# Selling My Baby!



## GlenninTexas (Aug 11, 2004)

I no longer need a 3/4 ton Diesel. I only drive it occasionally, less than 2000 miles in the past 3 years.
This is a sport model 4x4 with ~120000 miles on it - barely broken in. Well maintained and cared for.It has the Reese underbed mount for a 5th wheel hitch installed (hitch not included).
I'll list it for $10,000 in Truck Trader but will cut an Outbacker a deal. Central Texas (Austin).

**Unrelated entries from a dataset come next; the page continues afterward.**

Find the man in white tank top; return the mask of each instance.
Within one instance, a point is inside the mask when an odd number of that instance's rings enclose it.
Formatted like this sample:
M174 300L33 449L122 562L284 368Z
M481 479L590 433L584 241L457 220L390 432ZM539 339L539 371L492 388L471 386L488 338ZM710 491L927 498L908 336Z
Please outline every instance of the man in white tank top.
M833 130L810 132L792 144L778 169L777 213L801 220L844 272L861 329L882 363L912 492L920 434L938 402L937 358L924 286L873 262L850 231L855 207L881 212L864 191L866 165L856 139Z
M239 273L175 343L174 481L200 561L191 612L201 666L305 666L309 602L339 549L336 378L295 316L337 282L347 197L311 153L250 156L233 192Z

The picture is from 2004, I'll post some more after waxing it today.

Regards, Glenn


----------



## johnp (Mar 15, 2004)

120k thats not even broken in. Damn wish I had a use for it pre emmisions rust free Cummins . Good luck shoould be an easy sell.

John


----------



## Joonbee (Jan 18, 2008)

That will go fast. Those are sought after trucks. Gonna forward to a buddy right now.

Good luck.


----------



## GlenninTexas (Aug 11, 2004)

Put the truck on Autotrader last evening about 7:30. By 4pm this afternoon I had8 voicemails and 4 emails. I sold it for what I was asking to the first guy that showed up. Sweet.

Regards, Glenn


----------



## Joonbee (Jan 18, 2008)

GlenninTexas said:


> Put the truck on Autotrader last evening about 7:30. By 4pm this afternoon I had8 voicemails and 4 emails. I sold it for what I was asking to the first guy that showed up. Sweet.
> 
> Regards, Glenn


 Glad to say I told ya so







Congrats


----------